I recalled the work of Gus Lloyd then, the former Seize the Day Sirius XM Catholic Channel host, who took call after call from those angered at Dodgers management. More importantly, I recall him * teaching * those callers who saw no issue or harm with what the Dodgers had allowed. Even now, I remember his poise, tone, charity, and nonpareil work at teaching seemingly non-believers the immutable moral truths of the Catholic faith.

So I turned on Sirius XM yesterday morning and listened to Lloyd’s morning replacement, host Katie McGrady, taking caller’s best April Fool’s Day pranks. No mention was made of Ivey by Katie. To my knowledge, no Catholic Channel host mentioned Ivey yesterday.

My words are not an attack on Katie. However, as one once trained and paid to write breaking stories for a major daily newspaper, I know what makes a compelling story. The intersection of faith, sports and the consequence of what the LGBT leviathan has dropped into Ivey’s life is a big Catholic story. No one, though, in Catholic media, or virtually no one, will touch it.

Why? Leadership in the the Roman Catholic Church has virtually blacklisted or verbally contracepted from the ambo the mention of the sin of active homosexuality, gay marriage, or anything else in which the LGBT machine has staked its claim. The straightjacketing of the Church’s once-powerful prophetic voice has helped to suffocate the voices of Catholic television, radio, and podcast hosts, who’ve gone virtually radio silent on every worldwide third-rail moral issue.

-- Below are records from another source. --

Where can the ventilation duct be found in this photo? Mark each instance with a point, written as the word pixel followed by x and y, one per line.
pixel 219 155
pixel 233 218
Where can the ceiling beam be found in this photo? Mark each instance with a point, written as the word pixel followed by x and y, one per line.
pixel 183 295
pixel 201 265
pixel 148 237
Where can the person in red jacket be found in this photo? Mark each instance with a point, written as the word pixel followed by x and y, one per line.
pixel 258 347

The grave misfortune is that clergy and media seem to have collaboratively forgotten what Gus Lloyd knew the summer of ‘23, when he opened up every phone line, hoping to teach someone who disagreed with the moral thought and mind of the Catholic Church. Gus used his platform then to entertain and to catechize—and on a good day, to lead a listener to perhaps want to become Catholic.

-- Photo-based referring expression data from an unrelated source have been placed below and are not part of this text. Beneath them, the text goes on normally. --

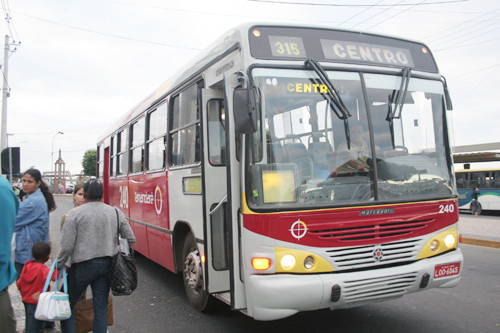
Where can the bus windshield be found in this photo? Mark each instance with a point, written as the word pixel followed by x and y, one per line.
pixel 387 149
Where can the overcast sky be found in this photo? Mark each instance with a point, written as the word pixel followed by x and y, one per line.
pixel 83 64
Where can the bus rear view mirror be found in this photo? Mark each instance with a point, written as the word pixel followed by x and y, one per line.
pixel 245 117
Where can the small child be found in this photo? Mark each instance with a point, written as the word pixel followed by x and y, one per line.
pixel 31 284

Yesterday, I spoke with a high-ranking member of Catholic media about the reluctance of Catholic media to address the Ivey story.

“It’s a shame that we shy away from these stories, but I do believe part of it is because our Church shepherds have retreated from the dangerous fields where shepherds must unbendingly stand and protect,” he said. “They are a far cry from St. John Paul’s encouragement to call evil by its name. If they are unwilling to die to themselves, then, really, bishops might want to consider laying down their croziers and permitting the Holy Spirit to raise up laity unafraid to address society and its ills, good-hearted people willing to speak aloud to help sustain and protect the Church.” 

Another member of the Catholic media said this: “Above all else, stories like Ivey’s offer great opportunities to teach others about Truth; it has nothing to do with judgment on gay marriage or Pride Month, et cetera. It is proclaiming, charitably, what the Catholic Church teaches,” he said. “When cowardice and lack of conviction prevent hosts from speaking on stories like Ivey’s, they’ve simply decided to drop the ball. They’ve allowed fear of the world to prevent sharing the Gospel.” 

The centurion saw it on the Cross, and converted on the spot. He knew what the cost of saving demanded—and when he turned his eyes to Mary and John; he saw that they were enveloped in peace after enduring until the end of the line. 

The centurion knew then that half-measures do not redeem and save. Cowardice never works, as ten of the apostles soon came to realize.

Silence cannot, nor ever will, quench Jesus’s long thirst.